Coverlets are a woven bedcover. Unlike a quilt which is made from cloth that is sewn and pieced together, a coverlet is woven on a loom. Early coverlets woven in the 1700’s were mostly geometric patterns, but in the early 1800’s the Jacquard Loom was invented which simplified the process of weaving complex patterns in a short amount of time.
Professional weavers -who were men owned these jacquard looms, and they could weave intricate patterns like flowers, trees, stars, eagles, and even words. It was common for a jacquard coverlet to have the weavers name and date woven in the corner. Sometimes the name of the person who commissioned the coverlet was added. When you see a ladies name woven in the corner, it will be the owner, not the weaver.
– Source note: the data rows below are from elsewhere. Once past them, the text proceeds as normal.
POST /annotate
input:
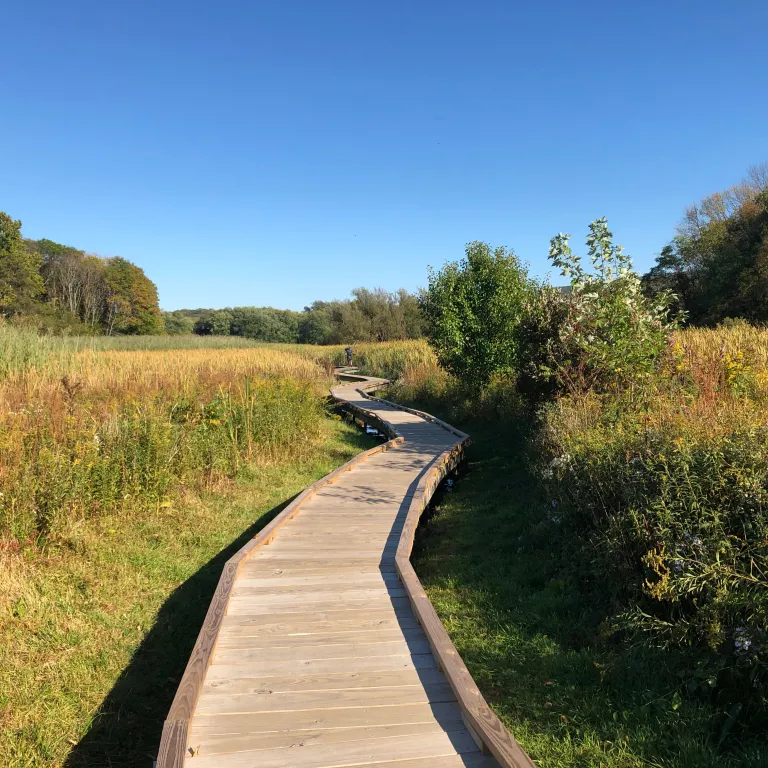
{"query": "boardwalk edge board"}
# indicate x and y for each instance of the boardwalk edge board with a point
(482, 724)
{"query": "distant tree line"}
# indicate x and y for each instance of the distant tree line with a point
(63, 289)
(717, 264)
(375, 315)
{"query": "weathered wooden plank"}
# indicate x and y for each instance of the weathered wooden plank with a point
(448, 715)
(324, 591)
(438, 744)
(239, 639)
(301, 653)
(254, 607)
(209, 743)
(329, 621)
(233, 703)
(327, 682)
(292, 580)
(322, 666)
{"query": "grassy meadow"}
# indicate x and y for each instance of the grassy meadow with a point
(128, 476)
(600, 565)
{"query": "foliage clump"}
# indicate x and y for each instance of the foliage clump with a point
(472, 309)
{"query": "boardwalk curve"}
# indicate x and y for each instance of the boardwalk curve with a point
(320, 648)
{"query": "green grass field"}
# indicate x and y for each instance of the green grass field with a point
(102, 624)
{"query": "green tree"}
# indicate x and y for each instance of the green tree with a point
(21, 285)
(610, 332)
(315, 325)
(471, 310)
(718, 262)
(213, 322)
(131, 305)
(177, 323)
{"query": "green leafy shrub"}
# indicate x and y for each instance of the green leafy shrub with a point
(600, 334)
(471, 310)
(665, 522)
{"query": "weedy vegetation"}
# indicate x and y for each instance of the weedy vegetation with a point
(126, 480)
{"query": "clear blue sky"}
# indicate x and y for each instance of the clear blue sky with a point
(276, 152)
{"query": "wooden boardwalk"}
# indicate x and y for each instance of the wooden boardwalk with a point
(324, 650)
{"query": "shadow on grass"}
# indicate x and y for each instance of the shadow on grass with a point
(126, 729)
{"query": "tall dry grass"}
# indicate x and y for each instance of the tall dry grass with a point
(83, 432)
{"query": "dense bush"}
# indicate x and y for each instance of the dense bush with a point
(601, 334)
(471, 312)
(662, 508)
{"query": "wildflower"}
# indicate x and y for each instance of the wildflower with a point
(742, 641)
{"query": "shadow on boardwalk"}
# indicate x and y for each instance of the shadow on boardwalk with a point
(126, 730)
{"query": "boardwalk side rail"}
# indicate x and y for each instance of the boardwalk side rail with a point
(173, 743)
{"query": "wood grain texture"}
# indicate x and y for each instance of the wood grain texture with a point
(172, 748)
(325, 650)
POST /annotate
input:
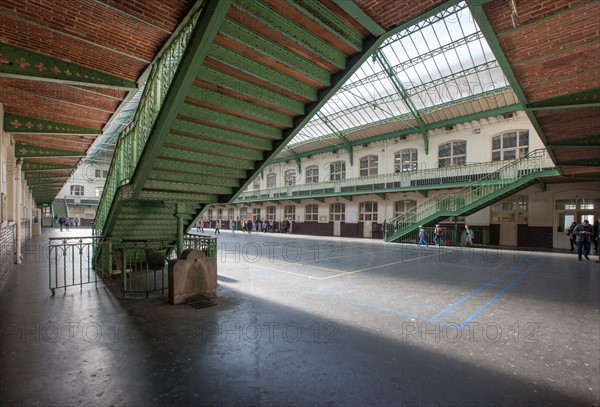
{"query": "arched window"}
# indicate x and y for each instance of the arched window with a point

Most coverlets were made from wool and cotton. The wool for these coverlets was often spun and dyed at home and then delivered to a local weaver who made the coverlet. The wool was usually dyed a dark blue from indigo or red from madder (indigo and madder are both plants), and the cotton was the un-dyed natural color. Because most looms are narrow, coverlets were often made of two woven panels and joined with a center seam. The cost was about $2.00 - $4.00.
After the Civil War, weavers could no longer compete with the cheap yarn goods being imported, so that was the end of the coverlet business.